There is nothing fundamentally wrong with PE. It can be what its investors want it to be. If there are problems, the investors can fix them. My only issue is that fear mongering favours the goliath LBO focused firms that over resource for all these fears, but end up at way too large a scale. PE is best as a middle market focussed, craft type business, with a tilt to acquisitions and restructurings as the main skill set you are trying to advantage. I also believe growth capital with venture attributes remains under exploited. There are plenty of choices to do it the right way.

‎Trust me, having exposure to the underbelly of the public markets, the shenanigans that go on there‎, with the banks and investment banks, CEO's and the comp consultants, etc. makes the PE business look like an honour society.
He also added this on the rise and rise of private equity:
Being favourable on PE is like saying one is favourable on derivatives or public markets. It is all about execution, and we should all be glad we have so many execution choices. Most assets classes, however defined are not very favourable at the mean level of performance. Of course we all think we are better than average, that's why track record, if true and verifiable, is so valuable.
You need smart people who are able to verify the track record of GPs and make sure they're delivering what they promised to deliver and have proper alignment of interests.

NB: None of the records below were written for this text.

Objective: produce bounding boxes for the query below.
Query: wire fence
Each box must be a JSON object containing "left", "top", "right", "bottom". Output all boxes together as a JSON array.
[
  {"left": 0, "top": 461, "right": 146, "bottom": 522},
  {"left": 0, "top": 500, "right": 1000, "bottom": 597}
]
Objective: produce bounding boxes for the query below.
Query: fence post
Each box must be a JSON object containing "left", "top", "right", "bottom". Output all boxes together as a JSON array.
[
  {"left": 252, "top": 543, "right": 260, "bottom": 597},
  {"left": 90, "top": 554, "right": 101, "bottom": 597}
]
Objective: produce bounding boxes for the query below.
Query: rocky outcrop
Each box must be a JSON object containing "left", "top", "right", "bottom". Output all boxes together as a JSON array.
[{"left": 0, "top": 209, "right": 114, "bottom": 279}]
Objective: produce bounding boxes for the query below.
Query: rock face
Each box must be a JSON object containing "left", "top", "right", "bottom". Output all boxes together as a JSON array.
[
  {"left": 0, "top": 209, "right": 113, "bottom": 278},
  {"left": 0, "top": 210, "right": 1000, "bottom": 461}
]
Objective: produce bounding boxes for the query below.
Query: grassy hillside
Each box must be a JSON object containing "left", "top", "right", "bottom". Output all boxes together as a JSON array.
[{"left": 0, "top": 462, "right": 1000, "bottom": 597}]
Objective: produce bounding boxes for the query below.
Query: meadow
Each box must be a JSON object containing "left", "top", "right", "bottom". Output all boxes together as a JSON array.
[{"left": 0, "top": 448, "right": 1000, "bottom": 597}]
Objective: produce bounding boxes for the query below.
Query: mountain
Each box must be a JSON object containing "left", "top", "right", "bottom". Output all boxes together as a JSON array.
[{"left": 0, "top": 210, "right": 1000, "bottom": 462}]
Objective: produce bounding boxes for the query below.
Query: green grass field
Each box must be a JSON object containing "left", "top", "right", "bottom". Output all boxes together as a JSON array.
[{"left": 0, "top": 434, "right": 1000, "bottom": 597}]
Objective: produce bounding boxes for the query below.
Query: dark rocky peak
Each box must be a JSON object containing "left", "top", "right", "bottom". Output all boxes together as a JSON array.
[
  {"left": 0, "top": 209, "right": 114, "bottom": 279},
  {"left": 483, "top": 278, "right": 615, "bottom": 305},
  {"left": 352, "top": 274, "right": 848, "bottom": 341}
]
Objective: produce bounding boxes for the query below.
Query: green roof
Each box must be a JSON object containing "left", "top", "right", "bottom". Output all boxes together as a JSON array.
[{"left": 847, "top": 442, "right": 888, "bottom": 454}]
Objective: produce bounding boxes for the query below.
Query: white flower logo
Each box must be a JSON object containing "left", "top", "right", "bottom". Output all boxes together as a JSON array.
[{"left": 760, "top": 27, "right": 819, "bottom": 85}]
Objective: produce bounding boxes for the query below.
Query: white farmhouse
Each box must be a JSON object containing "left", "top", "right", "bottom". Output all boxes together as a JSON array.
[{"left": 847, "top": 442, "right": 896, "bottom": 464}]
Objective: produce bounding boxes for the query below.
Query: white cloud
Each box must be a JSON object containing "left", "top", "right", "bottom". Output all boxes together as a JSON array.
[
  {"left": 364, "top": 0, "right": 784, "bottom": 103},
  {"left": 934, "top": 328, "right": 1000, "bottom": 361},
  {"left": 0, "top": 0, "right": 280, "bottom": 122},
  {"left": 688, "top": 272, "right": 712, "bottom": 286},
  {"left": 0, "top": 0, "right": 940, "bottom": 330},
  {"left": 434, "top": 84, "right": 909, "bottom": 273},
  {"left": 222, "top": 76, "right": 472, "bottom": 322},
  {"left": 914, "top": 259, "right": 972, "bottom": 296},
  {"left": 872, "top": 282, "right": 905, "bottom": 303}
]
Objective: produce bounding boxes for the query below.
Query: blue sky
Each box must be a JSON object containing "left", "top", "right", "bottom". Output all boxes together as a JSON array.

That's what Larry Fink is doing at BlackRock, hiring smart people who can execute and gather assets from institutional investors who need help improving or ramping up their private equity portfolio (like sovereign wealth funds).

Below, BlackRock CEO Larry Fink recently told CNBC don't try to time this wild stock market. "We spend too much time talking about market timing," said Fink, co-founder of the world's largest money manager. "The key for investors is to stay in the market. ... You should be 100 percent in equities."

I respectfully disagree, think investors should be overweight US long bonds (TLT) here as I truly believe it's the end of good days for markets.

But unlike Larry Fink, I'm not in the asset gathering business which has made him a billionaire, I'm in the eat-what-you-kill business and if I don't kill anything, I starve to death.